On 1 March 2013, he was awarded with the “International Human Rights Hero award 2012” at the 9th International Human Rights Youth Summit held at Brussels, Belgium. The award was presented during the South Asia Human Rights Youth Summit in Chennai in which he was the Sri Lankan speaker. In November 2014, he was selected as one of the Ten Outstanding Young Persons (TOYP) where he received the award for the contribution to Children, Human Rights and World Peace. In the same year, he won the United Nations Friendship Organisation Global Youth Service Award (SUNFO). In 2015, he was awarded with Ferguson Humanitarian Foundation International Humanitarian Award. In the same year, he was selected as the Asia Ambassador and Coordinator of International Youth NGOs Summit. During 11th and 12th International Human Rights Summit at United Nations, Perera distinguished as a guest speaker.

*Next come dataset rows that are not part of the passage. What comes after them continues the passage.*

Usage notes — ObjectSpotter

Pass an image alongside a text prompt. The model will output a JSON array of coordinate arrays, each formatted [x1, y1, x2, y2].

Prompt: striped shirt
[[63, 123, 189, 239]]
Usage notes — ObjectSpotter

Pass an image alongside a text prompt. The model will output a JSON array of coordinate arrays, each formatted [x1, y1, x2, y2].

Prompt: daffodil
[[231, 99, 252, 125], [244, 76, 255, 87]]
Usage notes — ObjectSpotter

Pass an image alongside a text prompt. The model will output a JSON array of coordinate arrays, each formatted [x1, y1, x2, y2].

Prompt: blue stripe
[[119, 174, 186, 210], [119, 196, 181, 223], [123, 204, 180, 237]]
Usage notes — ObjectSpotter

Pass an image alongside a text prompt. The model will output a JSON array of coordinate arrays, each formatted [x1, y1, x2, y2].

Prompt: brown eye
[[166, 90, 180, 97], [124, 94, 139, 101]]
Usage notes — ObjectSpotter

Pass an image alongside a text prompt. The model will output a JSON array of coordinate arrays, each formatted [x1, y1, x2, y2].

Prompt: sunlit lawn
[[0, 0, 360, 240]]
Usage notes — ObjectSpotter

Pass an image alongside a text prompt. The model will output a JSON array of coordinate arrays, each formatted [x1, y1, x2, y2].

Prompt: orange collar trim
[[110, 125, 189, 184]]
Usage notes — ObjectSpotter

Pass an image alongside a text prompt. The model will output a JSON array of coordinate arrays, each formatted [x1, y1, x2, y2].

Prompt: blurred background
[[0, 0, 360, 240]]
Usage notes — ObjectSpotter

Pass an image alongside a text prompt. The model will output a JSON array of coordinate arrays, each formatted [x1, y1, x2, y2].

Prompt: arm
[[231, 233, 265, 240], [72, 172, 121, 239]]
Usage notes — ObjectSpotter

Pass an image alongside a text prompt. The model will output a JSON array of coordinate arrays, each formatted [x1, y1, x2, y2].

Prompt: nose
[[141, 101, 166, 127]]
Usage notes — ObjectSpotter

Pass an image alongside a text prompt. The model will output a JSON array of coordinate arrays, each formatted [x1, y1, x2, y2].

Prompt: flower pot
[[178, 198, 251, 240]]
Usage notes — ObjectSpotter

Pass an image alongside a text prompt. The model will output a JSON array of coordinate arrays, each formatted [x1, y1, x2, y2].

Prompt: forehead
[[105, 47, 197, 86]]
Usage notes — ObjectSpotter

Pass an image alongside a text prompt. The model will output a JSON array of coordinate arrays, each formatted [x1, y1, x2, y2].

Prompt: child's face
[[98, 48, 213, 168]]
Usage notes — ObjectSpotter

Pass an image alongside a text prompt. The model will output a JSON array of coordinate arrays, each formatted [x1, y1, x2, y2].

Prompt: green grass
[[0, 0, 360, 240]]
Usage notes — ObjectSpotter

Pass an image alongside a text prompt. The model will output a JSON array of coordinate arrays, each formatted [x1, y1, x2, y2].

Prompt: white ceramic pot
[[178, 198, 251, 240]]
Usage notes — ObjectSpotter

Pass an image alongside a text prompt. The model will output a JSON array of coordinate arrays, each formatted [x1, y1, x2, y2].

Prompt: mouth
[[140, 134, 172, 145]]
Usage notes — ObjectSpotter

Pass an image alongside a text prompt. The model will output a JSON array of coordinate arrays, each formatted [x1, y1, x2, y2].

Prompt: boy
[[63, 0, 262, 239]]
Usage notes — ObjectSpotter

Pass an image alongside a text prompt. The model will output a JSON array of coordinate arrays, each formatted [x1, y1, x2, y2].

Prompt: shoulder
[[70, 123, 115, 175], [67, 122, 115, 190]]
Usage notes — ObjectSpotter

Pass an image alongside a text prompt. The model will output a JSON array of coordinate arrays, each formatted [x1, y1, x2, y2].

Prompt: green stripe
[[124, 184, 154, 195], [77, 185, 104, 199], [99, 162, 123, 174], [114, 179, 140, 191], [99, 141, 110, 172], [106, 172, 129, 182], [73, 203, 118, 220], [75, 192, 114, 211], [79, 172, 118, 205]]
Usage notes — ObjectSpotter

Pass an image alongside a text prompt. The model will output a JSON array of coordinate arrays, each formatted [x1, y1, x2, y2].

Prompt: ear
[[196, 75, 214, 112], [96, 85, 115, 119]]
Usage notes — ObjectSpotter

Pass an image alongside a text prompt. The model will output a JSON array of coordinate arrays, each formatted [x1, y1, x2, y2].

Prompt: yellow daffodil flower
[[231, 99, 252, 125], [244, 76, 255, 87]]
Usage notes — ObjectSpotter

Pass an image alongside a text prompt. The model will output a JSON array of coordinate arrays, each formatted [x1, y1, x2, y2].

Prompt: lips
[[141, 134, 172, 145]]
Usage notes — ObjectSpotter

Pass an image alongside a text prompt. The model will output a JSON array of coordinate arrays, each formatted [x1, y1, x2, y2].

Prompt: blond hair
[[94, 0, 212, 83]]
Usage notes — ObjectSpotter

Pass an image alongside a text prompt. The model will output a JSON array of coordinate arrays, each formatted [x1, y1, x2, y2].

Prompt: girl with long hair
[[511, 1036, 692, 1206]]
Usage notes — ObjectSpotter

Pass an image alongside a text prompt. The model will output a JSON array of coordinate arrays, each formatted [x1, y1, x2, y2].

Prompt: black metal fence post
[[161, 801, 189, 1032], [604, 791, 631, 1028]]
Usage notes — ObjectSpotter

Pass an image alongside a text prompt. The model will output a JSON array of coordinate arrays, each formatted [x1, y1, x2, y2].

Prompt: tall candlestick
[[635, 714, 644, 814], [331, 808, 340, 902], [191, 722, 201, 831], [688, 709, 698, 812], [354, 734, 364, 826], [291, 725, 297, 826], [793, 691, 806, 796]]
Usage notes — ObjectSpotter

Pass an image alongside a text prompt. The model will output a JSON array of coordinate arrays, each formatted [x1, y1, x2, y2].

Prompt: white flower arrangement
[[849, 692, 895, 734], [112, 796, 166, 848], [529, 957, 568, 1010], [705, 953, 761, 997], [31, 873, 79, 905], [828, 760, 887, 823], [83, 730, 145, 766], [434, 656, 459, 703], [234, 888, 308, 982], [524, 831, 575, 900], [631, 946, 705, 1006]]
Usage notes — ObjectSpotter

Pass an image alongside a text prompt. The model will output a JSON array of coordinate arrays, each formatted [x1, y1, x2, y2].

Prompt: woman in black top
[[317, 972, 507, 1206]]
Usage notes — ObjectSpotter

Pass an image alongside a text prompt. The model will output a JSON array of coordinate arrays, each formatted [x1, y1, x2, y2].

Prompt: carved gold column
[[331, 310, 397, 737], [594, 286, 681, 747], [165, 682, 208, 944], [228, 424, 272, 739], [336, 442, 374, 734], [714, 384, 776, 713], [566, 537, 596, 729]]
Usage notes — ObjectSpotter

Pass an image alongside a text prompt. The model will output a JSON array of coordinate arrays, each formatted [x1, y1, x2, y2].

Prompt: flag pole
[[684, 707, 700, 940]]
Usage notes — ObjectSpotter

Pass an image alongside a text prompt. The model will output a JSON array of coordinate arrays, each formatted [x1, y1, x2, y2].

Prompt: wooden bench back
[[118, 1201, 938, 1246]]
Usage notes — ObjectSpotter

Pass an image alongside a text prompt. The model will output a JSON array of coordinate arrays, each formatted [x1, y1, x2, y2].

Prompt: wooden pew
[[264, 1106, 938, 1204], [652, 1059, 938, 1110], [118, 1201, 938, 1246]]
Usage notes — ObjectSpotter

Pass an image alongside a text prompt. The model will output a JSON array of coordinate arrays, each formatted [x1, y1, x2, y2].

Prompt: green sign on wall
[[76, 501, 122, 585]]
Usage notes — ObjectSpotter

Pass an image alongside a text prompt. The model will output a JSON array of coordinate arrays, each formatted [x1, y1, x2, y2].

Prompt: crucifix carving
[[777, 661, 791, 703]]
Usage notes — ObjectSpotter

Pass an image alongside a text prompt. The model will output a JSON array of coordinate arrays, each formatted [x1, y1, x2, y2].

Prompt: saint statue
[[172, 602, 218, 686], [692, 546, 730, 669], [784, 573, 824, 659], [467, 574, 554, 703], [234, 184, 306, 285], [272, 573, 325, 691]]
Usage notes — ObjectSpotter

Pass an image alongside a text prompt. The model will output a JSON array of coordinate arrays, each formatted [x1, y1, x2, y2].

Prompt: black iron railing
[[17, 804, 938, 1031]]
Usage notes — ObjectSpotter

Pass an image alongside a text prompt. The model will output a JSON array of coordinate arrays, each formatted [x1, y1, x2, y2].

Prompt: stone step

In 2016, Sri Lanka organised international summit and Peace Expo together with Ministry of Sports with the participation of 33 Countries and over 70 delegates. Perera was one of the Sri Lankan participants to the summit. In 2018, Perera received the United Nations SDG Action Award at Global Festival of Actions in Bonn, Germany. He also received the People's Choice Award out of 125 countries. In 2018, he initiated the Gamata Technology, an accelerator platform to reduce high percentage of youth misuse the technology due to lack of knowledge and empowerment.

Apart from various social activities, he has been in part of several volunteer services including, ICC Cricket World Cup Secretariat, Media unit for 2010 ICC World Twenty20, Rotaract club, recycling ocean plastics, drug free world international, Nena Guna Weduma Sisu Diriya educational project, habitat for humanity and Commonwealth Asia youth program.

In 2020, he addressed at the World Summit of Nobel Peace Laureates in drafting the official Youth Declaration of the summit. In 2022, Perera involved in improving the SDGs during the "MY WORLD global survey" for the United Nations. In 2023, he involved as a member of the organising committee of the Sama International Choral festival. Currently, he works as a regional advisor for South Asia in the Climate Action Champions Network.